Kecap terong: Indonesian eggplant with sweet soy sauce

This dish is inspired by Maya, who will probably not eat it.   When she tastes it, she will probably say "it is too sweet, and I am kind of off eggplant."  But we are having it because of what I call the Maya principle, which is that you get to make and eat what you want when you are at home.  When you are in a restaurant, you eat their cuisine. (I am talking about the ethnic restaurants that we usually go to, and not what Maya used to call "exotic" places like IHOP.) You eat Turkish food in a Turkish restaurant, Mexican food in a Mexican restaurant, and Galitzianer food in a Galitzianer restaurant.  My inclination at home is to try and prepare an ethnically and regionally consistent meal (themed to the headlines if possible) but over time, Maya has worn me down and convinced me that I don't have to do that.  We had a bumper crop of eggplants from our CSA so tonight for Shabbat dinner with our farkashert Jambalaya (recipe to follow soon, I promise) we are having Indonesian eggplant with sweet soy sauce.  We were going to have it South Indian style (I thought that the spicy peanut sauce would bring a certain harmony to the Southern main dish) but that seems to contravene the Maya principle a bit.  Besides, the Indonesian variety has a much smaller calorie/Points impact (btw I am back on Weight Watchers, another reason I have been posting less) so it seemed like a better choice.  Like the Southern Indian version, it is adapted from Julie Sanhi's Moghul Microwave. Eggplants do very nicely in microwaves.

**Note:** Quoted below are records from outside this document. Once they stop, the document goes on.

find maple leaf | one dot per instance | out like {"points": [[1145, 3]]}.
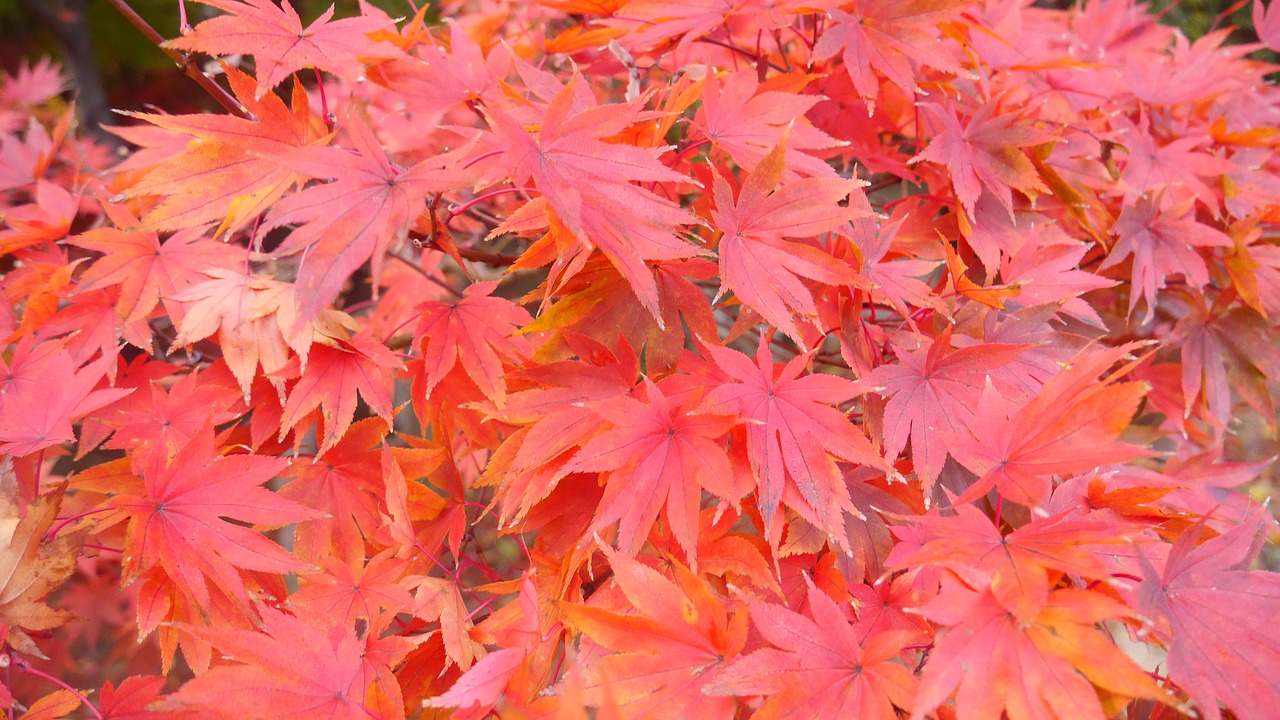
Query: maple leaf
{"points": [[279, 45], [597, 301], [145, 268], [347, 486], [133, 700], [887, 36], [292, 669], [42, 390], [935, 388], [658, 456], [31, 566], [1015, 566], [1046, 666], [792, 434], [1162, 242], [334, 374], [668, 651], [983, 151], [355, 218], [346, 595], [476, 333], [557, 419], [179, 522], [170, 419], [1266, 23], [763, 269], [1215, 618], [48, 219], [1070, 427], [225, 173], [254, 319], [588, 185], [818, 666], [748, 119]]}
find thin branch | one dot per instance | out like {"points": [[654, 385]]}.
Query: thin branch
{"points": [[183, 62], [428, 276]]}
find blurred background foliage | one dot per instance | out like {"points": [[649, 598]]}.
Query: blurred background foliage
{"points": [[113, 65], [96, 44], [99, 46]]}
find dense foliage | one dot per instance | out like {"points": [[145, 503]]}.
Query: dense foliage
{"points": [[759, 359]]}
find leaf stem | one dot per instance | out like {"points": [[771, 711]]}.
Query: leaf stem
{"points": [[191, 71], [26, 668], [455, 210], [65, 522], [428, 276]]}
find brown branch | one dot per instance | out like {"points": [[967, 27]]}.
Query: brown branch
{"points": [[183, 62], [494, 259]]}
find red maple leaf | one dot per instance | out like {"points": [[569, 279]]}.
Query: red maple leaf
{"points": [[932, 390], [666, 651], [347, 222], [42, 390], [794, 434], [983, 151], [347, 486], [179, 523], [1015, 566], [225, 171], [819, 666], [748, 119], [658, 456], [887, 36], [333, 377], [146, 269], [1070, 427], [476, 333], [588, 185], [279, 45], [760, 267], [1046, 666], [1162, 242], [1216, 619], [293, 668]]}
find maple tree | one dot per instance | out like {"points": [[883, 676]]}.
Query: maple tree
{"points": [[645, 359]]}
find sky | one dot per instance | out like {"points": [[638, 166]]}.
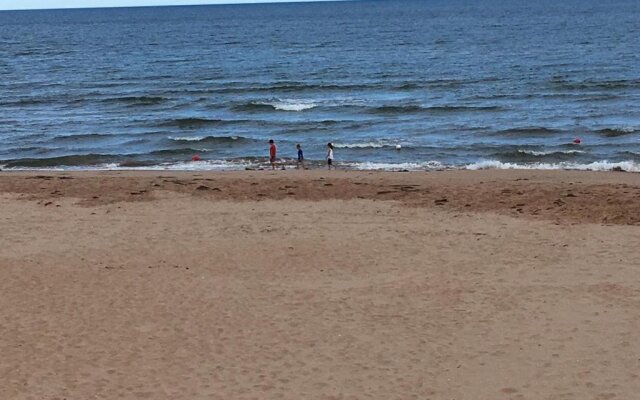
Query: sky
{"points": [[37, 4]]}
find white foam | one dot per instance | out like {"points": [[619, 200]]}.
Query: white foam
{"points": [[292, 105], [545, 153], [187, 138], [411, 166], [604, 165], [378, 144]]}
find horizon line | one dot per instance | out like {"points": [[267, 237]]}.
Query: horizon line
{"points": [[240, 3]]}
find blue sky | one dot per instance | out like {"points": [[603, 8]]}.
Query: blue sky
{"points": [[35, 4]]}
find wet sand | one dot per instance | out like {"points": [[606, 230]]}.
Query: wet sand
{"points": [[319, 285]]}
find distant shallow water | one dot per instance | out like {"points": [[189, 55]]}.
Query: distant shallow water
{"points": [[454, 84]]}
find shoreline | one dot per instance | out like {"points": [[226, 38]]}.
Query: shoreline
{"points": [[319, 285], [563, 196], [252, 163]]}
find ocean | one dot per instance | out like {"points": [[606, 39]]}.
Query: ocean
{"points": [[457, 84]]}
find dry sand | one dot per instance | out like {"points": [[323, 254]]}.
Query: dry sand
{"points": [[317, 285]]}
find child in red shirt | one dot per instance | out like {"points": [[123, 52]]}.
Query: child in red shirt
{"points": [[272, 153]]}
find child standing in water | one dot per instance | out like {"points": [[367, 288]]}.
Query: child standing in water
{"points": [[272, 154], [300, 156], [330, 155]]}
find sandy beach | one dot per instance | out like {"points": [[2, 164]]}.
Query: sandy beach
{"points": [[319, 285]]}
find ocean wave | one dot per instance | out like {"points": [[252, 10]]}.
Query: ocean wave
{"points": [[597, 85], [209, 139], [416, 109], [378, 144], [192, 122], [550, 152], [136, 100], [529, 131], [175, 152], [285, 105], [619, 131], [629, 166], [82, 136], [407, 166], [70, 160]]}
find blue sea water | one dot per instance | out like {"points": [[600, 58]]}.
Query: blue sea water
{"points": [[461, 84]]}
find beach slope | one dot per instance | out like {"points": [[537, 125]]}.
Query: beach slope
{"points": [[318, 285]]}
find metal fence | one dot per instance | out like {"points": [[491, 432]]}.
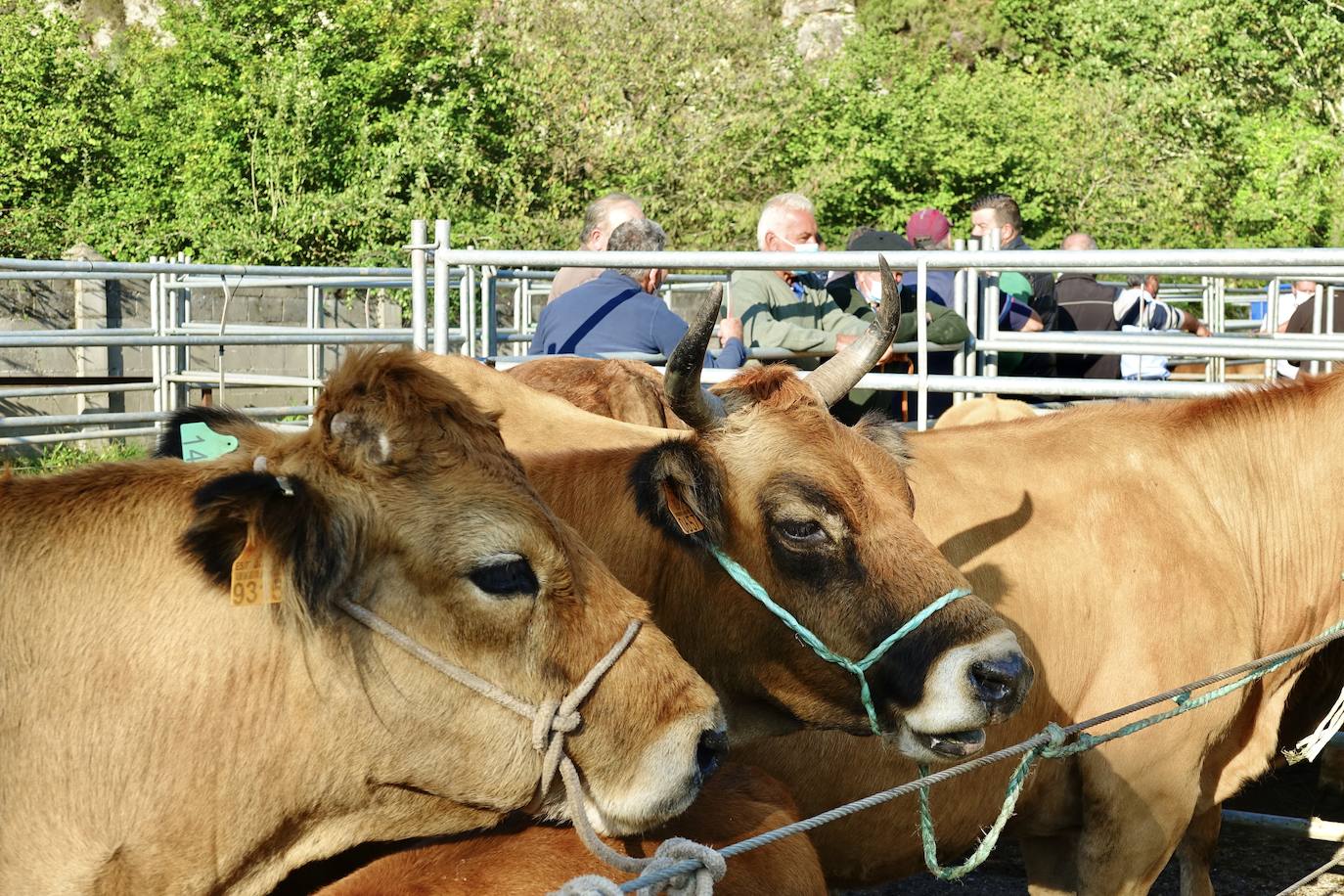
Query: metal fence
{"points": [[480, 302]]}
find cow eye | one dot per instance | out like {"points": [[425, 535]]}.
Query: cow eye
{"points": [[801, 532], [504, 576]]}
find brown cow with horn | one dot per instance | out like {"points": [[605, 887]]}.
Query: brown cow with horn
{"points": [[157, 739], [1067, 540]]}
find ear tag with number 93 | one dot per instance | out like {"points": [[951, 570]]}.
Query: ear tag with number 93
{"points": [[255, 576]]}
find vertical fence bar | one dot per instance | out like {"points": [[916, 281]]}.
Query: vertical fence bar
{"points": [[442, 231], [991, 359], [960, 305], [1318, 308], [157, 357], [922, 351], [419, 299], [312, 316], [489, 313], [470, 310]]}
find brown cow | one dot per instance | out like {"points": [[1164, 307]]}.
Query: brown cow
{"points": [[618, 388], [739, 802], [1027, 511], [816, 511], [1073, 542], [157, 739]]}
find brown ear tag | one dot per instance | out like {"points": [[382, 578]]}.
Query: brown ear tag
{"points": [[255, 576], [686, 520]]}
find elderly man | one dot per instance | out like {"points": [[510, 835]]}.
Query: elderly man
{"points": [[600, 220], [790, 308], [618, 310]]}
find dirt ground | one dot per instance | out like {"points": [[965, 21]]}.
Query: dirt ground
{"points": [[1249, 861]]}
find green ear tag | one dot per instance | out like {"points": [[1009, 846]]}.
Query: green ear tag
{"points": [[202, 443]]}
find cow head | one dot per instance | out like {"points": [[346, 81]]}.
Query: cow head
{"points": [[820, 515], [402, 499]]}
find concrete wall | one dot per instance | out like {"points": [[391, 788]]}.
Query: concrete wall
{"points": [[96, 304]]}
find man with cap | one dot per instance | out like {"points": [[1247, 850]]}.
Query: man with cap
{"points": [[861, 291]]}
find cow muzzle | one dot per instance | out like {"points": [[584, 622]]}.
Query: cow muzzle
{"points": [[965, 690]]}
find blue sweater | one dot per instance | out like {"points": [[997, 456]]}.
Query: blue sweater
{"points": [[613, 315]]}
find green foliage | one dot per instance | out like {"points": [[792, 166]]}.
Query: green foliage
{"points": [[294, 130], [62, 456]]}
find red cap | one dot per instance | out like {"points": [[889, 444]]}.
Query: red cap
{"points": [[927, 223]]}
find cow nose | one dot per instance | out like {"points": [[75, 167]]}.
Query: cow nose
{"points": [[710, 751], [1002, 683]]}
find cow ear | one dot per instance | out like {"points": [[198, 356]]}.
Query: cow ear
{"points": [[204, 432], [678, 488], [316, 546], [359, 437]]}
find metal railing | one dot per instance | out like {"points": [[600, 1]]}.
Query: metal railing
{"points": [[456, 305]]}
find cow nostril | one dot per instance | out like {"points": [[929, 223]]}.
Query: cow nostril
{"points": [[999, 681], [710, 751]]}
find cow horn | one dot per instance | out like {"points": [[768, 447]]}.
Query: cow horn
{"points": [[836, 377], [682, 381]]}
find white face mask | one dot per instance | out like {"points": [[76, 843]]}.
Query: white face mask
{"points": [[801, 247]]}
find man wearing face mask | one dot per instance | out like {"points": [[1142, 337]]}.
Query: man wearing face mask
{"points": [[618, 310], [859, 293], [790, 308]]}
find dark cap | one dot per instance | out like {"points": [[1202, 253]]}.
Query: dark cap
{"points": [[879, 241]]}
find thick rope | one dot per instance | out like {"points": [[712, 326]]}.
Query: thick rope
{"points": [[550, 722], [859, 668], [1049, 740]]}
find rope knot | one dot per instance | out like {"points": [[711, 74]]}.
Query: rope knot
{"points": [[1056, 740], [697, 882]]}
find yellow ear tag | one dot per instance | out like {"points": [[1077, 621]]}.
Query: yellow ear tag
{"points": [[686, 520], [255, 576]]}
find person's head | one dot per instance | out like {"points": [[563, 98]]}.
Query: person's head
{"points": [[867, 240], [929, 229], [1078, 242], [995, 211], [640, 236], [604, 215], [787, 223], [1304, 289]]}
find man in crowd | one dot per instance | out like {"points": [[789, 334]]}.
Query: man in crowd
{"points": [[999, 211], [1091, 306], [859, 293], [1303, 320], [790, 308], [1138, 308], [600, 220], [618, 310]]}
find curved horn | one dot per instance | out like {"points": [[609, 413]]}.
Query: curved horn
{"points": [[836, 377], [682, 381]]}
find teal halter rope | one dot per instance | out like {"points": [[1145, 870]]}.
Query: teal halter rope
{"points": [[757, 591]]}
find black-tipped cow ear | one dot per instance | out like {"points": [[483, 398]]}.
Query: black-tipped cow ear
{"points": [[355, 434], [205, 432], [285, 516], [679, 489]]}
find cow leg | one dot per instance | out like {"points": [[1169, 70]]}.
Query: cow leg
{"points": [[1052, 864], [1136, 809], [1196, 852]]}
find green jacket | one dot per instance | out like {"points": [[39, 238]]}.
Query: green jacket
{"points": [[945, 327], [773, 316]]}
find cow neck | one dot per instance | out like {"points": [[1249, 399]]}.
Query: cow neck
{"points": [[552, 719]]}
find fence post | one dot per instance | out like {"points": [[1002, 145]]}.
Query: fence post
{"points": [[962, 306], [922, 349], [442, 231], [419, 299]]}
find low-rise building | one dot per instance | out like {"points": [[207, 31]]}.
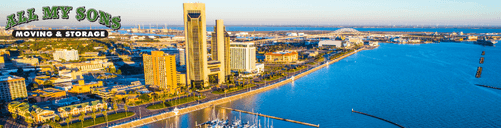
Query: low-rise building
{"points": [[330, 43], [85, 107], [12, 88], [93, 65], [281, 57], [83, 87], [65, 54], [242, 56], [25, 62], [25, 110], [46, 94]]}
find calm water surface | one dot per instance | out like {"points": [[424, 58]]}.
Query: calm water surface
{"points": [[427, 85]]}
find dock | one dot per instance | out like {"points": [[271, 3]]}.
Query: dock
{"points": [[377, 118], [488, 86], [272, 117]]}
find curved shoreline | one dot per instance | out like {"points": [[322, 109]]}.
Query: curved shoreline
{"points": [[165, 115]]}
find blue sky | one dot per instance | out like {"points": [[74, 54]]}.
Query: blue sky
{"points": [[280, 12]]}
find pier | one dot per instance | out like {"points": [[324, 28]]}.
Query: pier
{"points": [[377, 118], [272, 117], [488, 86], [479, 72], [206, 104]]}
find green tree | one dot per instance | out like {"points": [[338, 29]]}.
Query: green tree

Kecap terong:  Indonesian eggplant in sweet soy sauce

  • 1 to 1.5 pounds eggplants, ideally the long thin Asian ones, if not a regular one will do
  • 2 medium onions
  • 1 tablespoon oil
  • 1/2 teaspoon freshly ground black pepper
  • 1/2 teaspoon freshly ground black pepper
  • 1/4 teaspoon ground mace
  • 3 tablespoons kecap manis (Indonesian sweet soy sauce -- you may substitute 5 teaspoons soy sauce and 4 teaspoons sugar)
  • 1 teaspoon soy sauce or Bragg's aminos
  • 1 tablespoon fresh lime juice
  • 1-2 fresh red chili peppers

  1. If using Asian eggplants, cut into 1/2 inch thick slices.  If using a regular large eggplant, cut into quarters the long way and then into slices.
  2. Quarter the onions and slice.
  3. Mix together the spices in one dish, and the soy sauces and lime juice in an other.
  4. Heat oil for 2 minutes in a 2-3 quart microwave-safe casserole.
  5. Remove casserole from the microwave, toss the eggplants and onions with the oil.  Sprinkle with the spices and toss again.  
  6. Cover with a piece of paper towel and zap for 4-5 minutes.  Time is difficult to determine since it is a function of the power of the microwave, the shape of the dish, and the density of the eggplants.  It is also a function of the preference of the diners.  My wife likes her eggplants very tender, so I tend to cook for the longer time period.
  7. Removed from the oven, and pour over the liquids.  Add the chilies now, sliced, if you are using them. Cover with the casserole lid.
  8. Return to the oven, zap for another 4-5 minutes. 
  9. Leave at least 5 minutes fore serving.  This reheats well, and is ideally served with white rice, but we will be having it with Jambalaya.